For any CCW, it is a problem because you need to test all of the controls you are using to compensate for not being able to comply with a requirement and prove they are functioning as designed. In a lot of cases, those controls are going to be new controls and will take time to implement and then test.

While this “fire drill” is going on, your QSA sits and waits for you to complete remediation or implement your compensating controls so that they can test things and ensure that you are in compliance. Unfortunately, while your QSA waits, the stress of getting things done accumulates and people lash out at the QSA for their organization’s poor planning with the expectation that the QSA will just look the other way.

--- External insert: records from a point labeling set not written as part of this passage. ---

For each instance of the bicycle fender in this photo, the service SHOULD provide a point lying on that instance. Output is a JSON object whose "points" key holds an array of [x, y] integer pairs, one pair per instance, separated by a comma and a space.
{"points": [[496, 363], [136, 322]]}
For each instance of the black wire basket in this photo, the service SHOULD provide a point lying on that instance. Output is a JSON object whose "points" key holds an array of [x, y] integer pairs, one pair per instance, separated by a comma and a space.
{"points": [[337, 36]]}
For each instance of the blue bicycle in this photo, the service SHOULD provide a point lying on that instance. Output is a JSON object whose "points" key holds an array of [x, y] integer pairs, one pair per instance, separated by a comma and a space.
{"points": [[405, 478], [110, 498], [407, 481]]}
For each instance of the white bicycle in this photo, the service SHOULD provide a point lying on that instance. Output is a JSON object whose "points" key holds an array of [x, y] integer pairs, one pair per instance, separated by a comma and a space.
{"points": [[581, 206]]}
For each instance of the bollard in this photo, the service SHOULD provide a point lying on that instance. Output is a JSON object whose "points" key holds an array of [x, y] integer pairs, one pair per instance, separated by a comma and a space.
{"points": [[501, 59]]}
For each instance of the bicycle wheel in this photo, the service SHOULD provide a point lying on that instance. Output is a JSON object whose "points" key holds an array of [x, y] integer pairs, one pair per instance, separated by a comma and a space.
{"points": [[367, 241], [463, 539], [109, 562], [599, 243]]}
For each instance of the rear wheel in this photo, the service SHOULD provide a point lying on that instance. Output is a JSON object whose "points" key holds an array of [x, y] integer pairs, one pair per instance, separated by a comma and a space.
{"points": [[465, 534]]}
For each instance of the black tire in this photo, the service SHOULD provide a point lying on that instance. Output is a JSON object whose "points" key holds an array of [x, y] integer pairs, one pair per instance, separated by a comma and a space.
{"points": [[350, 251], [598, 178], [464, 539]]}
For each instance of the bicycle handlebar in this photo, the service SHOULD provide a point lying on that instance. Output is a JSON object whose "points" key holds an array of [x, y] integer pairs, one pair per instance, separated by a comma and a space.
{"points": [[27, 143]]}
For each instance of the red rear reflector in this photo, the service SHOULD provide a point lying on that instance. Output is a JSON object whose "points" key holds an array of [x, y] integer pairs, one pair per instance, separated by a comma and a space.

As a QSA, I would really like to help you. But as the old adage goes, poor planning on your part does not create an emergency on my part. Unfortunately, clients never see it that way when they are trying to hit a deadline, but it is still true.

So the way to minimize these situations is to plan ahead. Make sure that your annual penetration test is conducted no later than the start of the fourth quarter of your reporting period. This will give you around 90 days to address any issues and retest. For vulnerability scanning, I would also highly recommend doing your final quarterly vulnerability scan no later than the start of the fourth quarter of your reporting period as well for the same reason. These both are particularly true if your organization has a history of not getting passing results.

For CCWs, you want your QSA to identify those as soon as possible so that you can work on getting the controls in place and functioning. As a result, you should schedule your assessment to start no later than the third quarter of your reporting period and as early in that quarter as possible. If your organization is large, you may even want to start in the second quarter of your reporting period.

If you have CCWs in place and you will keep them in place for your coming assessment, you should be conduct your own testing prior to your QSA arriving to make sure you can fix any out of compliance situations.

So before you chew off the head of your QSA for some self-inflicted wound, think about how you got into this predicament. Next year plan better and your assessment will likely go better.